Horácio Costa publica, em 2009, seu Sobre Canários e Presidentes.
"Não sei porque ser contra a inspiração
O canário inspira
Assim como o capo em Brasília
E péssimo poeta ex-presidente
Inspira também
Neste universo de extremos
Entre o canto do canário
E José Sarney (...)

Talvez esteja prestando um tributo
À sua própria finitude
Engaiolado na varanda do zelador
Do Memorial José Sarney
Em São Luís do Maranhão (...)"



Era Lula: a "desinvenção" do Brasil

Se houve quem se assustasse com os "desvios de comportamento" da madame social-democrata, o que dizer então da jovem socialista quando chega ao poder!
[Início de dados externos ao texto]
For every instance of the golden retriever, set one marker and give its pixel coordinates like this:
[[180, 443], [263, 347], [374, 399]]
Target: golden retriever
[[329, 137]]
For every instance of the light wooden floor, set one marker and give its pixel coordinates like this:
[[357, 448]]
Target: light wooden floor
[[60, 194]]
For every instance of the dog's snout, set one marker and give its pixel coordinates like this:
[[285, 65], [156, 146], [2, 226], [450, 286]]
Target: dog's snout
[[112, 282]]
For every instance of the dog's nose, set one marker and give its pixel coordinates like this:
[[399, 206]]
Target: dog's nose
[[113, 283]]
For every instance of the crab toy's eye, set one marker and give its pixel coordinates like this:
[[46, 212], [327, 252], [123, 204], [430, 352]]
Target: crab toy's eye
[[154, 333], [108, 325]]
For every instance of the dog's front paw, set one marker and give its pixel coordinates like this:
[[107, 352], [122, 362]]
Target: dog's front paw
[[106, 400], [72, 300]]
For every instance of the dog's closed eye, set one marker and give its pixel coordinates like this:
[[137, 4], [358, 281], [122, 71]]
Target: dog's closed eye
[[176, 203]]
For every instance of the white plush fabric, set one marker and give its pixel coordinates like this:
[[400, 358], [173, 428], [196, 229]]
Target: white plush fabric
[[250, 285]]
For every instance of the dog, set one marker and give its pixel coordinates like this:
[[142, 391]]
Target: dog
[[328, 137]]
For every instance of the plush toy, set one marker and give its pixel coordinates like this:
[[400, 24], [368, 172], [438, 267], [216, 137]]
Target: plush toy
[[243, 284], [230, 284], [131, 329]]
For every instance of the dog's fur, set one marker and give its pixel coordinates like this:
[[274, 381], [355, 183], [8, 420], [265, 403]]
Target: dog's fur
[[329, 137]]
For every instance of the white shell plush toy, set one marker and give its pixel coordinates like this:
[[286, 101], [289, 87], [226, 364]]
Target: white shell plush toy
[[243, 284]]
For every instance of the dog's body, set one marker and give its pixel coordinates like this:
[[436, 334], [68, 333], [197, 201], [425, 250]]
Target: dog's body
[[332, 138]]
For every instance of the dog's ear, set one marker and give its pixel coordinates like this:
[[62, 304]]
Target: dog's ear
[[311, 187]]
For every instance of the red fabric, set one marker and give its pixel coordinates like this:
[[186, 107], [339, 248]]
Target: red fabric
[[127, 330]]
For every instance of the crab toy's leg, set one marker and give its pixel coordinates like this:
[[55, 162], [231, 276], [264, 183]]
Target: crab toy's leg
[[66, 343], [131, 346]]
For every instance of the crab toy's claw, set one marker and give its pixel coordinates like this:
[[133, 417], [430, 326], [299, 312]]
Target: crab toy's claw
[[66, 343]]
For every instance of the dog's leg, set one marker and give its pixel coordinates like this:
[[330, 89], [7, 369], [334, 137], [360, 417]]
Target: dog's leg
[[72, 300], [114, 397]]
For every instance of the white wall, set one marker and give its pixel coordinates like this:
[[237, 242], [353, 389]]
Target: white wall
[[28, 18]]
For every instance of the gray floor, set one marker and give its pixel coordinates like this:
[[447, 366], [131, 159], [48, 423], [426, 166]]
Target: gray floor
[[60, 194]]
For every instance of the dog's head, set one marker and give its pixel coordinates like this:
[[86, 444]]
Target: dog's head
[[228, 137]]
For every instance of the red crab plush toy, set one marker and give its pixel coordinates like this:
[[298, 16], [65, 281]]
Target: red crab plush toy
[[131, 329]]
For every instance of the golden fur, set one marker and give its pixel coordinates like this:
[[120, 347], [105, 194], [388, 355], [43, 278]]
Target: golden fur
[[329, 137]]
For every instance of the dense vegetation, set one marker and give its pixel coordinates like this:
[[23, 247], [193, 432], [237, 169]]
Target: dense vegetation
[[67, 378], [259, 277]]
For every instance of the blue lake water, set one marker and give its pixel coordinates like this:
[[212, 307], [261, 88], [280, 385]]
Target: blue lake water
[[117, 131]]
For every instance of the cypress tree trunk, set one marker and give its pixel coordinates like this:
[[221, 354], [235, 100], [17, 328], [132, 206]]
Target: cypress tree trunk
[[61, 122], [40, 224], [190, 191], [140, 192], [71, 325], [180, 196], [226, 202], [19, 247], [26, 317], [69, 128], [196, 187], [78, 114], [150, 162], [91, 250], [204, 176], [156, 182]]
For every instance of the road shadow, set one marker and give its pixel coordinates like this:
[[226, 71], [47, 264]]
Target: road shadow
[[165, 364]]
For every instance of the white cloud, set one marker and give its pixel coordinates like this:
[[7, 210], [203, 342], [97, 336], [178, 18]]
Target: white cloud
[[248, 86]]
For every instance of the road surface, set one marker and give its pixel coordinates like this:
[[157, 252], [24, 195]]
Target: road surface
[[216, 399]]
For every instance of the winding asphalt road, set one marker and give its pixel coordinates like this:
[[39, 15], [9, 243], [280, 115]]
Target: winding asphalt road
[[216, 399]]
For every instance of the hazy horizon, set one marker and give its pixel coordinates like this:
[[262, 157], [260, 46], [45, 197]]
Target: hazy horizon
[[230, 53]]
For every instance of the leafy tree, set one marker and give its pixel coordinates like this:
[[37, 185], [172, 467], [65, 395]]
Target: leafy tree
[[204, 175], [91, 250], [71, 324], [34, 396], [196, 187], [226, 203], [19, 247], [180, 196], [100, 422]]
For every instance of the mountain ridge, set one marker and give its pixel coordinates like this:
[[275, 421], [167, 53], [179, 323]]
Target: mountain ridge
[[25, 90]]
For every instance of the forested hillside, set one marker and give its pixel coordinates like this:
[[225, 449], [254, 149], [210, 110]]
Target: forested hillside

Mas o tema aqui não é ética. É ainda mais fundo: trata da metáfora, da representação, da simbologia do que há de peculiar naquilo que um dia chamou-se Terra Brasilis...

E nesses tempos sombrios assistimos, estupefatos, à apropriação do sonho: nada existia antes do líder carismático; todos devemos aceitar, passivos, a lobotomia oficial. O "país do futuro" vira o país sem passado!

Nunca fomos morenos ou mulatos: somos "afro-descendentes" e brancos, opostos (meu Deus, Gonçalves Dias era mestiço e isto foi a razão do "exílio"!). O milagre das três raças - sonho de José Bonifácio e de Sérgio Buarque - dá lugar à política de cotas.

E pior, muito pior: alguns dos que pegaram em armas, no período da última ditadura são, agora, heróis. E os dela exilados, de fato,  viraram "fujões", covardes. Transformaram o exílio em fuga...



Termino com esses pobres versos de minha própria lavra, mas sugiro Jobim para acompanhar a leitura dos demais poemas, todos muito bons. Apenas por coincidência é a música que mais gosto. Também apenas por coincidência chama-se Saudade do Brasil.


Palmeira estatizada e sabiá mudo
Minha terra tem palmeiras
Estatizadas
Ai, quem me dera os primores

Nosso céu tem mais estrelas
Do que uma única vermelha
Nossas várzeas, escolas inacabadas

Não permita Deus que eu morra
Antes que paguem violadores
Derrotem censores
E libertem o sabiá.


.

17 comentários:

  1. R, bem interessante esta abordagem e mais estes textos... Gostei da parte baiana que me toca. .. Mas pra falar bem a verdade, não gosto muito deste país que vejo...

    Aqui na Europa a gente escuta: ah, o seu país está crescendo... Crescendo onde? Porque segundo minha família, amigos, o nordeste anda do mesmo jeito...
    O Pernambuco está um tanto maquiado. Por que será? Hai ai...

    Grande abraço,
    =)
    www.cafezinhododia.blogspot.com
    www.poesiacafeeprosa.blogspot.com (esse n sei se conhece)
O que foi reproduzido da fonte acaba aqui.